The attack on the home of Martin Rynja has been compared to the campaign against the publication of Salmon Rushdie’s The Satanic Verses.
The door of Mr Rynja’s home was doused with diesel and set ablaze after it was discovered that he intended to publish Sherry Jones’s novel The Jewel of Medina, about the Prophet and his child bride.
The attack was led by Ali Beheshti, who was photographed three years ago at a London protest with his baby daughter dressed in a pink bonnet bearing the slogan “I love al-Qaeda”.
Undercover police followed Beheshti and the other attackers for several weeks and saw them monitoring the publisher and trying to avoid detection by changing their clothes.
Beheshti, 41, and Abrar Mirza, 23, admitted conspiracy to commit arson, being reckless as to whether life was endangered. Abbas Taj, 30, was convicted of the same offence at Croydon Crown Court in May.
Mr Justice Rafferty, sitting at the Royal Courts of Justice, sentenced each of them to four and a half years in jail, saying: “If you choose to live in this country, you live by its rules.”
The judge described Mr Rynja as “a principled” man who had “exercised critical judgment on a literary work and stood up to be counted, knowing that publishing it put him at risk”.
Beheshti, unemployed, of Ilford; Taj, of Forest Gate; and Mirza, a mobile phone salesman of Walthamstow, all East London, planned to spend the night of the attack last September at the Regent’s Park Mosque as part of Ramadan. But shortly after they arrived at the mosque, they set out with “fire-making equipment” for the publisher’s home in Islington, North London.

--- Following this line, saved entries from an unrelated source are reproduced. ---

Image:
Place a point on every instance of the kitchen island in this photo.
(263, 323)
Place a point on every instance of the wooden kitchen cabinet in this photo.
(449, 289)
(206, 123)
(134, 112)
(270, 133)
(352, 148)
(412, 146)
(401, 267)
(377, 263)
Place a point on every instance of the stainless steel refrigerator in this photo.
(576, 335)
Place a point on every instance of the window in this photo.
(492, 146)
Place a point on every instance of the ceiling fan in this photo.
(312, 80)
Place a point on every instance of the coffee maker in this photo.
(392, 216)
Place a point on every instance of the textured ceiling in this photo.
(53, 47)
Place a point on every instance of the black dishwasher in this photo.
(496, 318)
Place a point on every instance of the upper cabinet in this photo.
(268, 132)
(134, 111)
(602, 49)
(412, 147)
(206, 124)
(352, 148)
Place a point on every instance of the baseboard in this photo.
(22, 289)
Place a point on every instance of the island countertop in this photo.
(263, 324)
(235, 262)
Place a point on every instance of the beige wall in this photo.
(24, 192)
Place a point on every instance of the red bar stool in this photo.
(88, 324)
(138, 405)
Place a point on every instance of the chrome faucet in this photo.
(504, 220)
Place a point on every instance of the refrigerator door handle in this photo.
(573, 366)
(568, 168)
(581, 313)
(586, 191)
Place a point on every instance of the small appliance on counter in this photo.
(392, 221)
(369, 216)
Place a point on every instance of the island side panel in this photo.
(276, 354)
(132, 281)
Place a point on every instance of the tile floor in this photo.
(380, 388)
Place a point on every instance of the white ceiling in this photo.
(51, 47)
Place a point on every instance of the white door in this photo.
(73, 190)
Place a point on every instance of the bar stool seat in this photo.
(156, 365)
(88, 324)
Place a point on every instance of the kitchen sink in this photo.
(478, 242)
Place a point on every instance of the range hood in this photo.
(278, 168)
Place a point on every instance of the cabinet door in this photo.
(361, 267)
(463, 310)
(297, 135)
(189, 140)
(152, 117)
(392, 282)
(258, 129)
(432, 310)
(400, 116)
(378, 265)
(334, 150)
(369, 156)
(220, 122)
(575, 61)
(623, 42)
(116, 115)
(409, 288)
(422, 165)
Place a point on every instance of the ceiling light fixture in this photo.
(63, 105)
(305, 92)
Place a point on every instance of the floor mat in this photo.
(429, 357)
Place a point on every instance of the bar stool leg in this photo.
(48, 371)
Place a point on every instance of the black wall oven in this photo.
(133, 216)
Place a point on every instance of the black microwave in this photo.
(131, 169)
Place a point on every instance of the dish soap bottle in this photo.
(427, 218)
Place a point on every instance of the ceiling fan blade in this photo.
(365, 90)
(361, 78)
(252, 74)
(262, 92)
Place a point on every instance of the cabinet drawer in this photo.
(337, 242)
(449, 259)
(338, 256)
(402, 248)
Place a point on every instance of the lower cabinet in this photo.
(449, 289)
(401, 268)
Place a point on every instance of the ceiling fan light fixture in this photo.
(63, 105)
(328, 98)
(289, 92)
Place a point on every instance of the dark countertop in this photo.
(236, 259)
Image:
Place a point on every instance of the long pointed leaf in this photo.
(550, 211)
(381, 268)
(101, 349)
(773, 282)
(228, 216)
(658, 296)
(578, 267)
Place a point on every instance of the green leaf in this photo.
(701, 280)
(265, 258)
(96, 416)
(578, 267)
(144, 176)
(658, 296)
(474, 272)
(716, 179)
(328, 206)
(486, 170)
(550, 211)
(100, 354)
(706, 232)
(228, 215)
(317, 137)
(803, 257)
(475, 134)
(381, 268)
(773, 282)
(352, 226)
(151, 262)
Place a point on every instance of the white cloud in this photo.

Mr Rynja’s publishing company, Gibson Square Books, bought the rights to the novel after Random House dropped plans to publish it, fearing “acts of violence”. The American author had insisted that her book was respectful towards Islam and Mr Rynja said he felt that its publication was part of a liberal democracy.
Beheshti is a supporter of the convicted cleric Abu Hamza al-Masri, who is fighting extradition to the United States on terrorism charges, and took part in the demonstrations outside the Danish Embassy in London in 2006 over cartoons in overseas magazines. The protesters, who thought the cartoons disrespectful to Muhammad, brandished placards calling for the bombing of the United States and death to Jews and British soldiers in Iraq.
Beheshti, also known as Abu Jihad — meaning holy war — was pictured with his daughter and described her as “the youngest member of al-Qaeda” as protesters waved banners vowing to “Massacre those who insult Islam” and promising “Europe, your 9/11 will come!”
Pictures found on a computer at his home showed Beheshti holding a burning cross at a protest outside the US Embassy in May 2005. Other pictures showed him posing with a gun and a large sword. Beheshti, previously convicted of trying to murder his father, also set fire to his hands with petrol outside the US Embassy during the protest.
His daughter, Farisa, aged 4, is reported to be attending an Islamic school and living with her mother Hannah, a white middle-class British convert.
Andrew Hall, QC, said in mitigation for Beheshti that the arson attack was “an act of protest born of the publication of a book felt by him and other Muslims to be disrespectful, provocative and offensive.
“He wishes me to say now, publicly, that he considers his conduct to have been misguided, disproportionate and counter-productive,” he added.
The Jewel of Medina has yet to be published in Britain.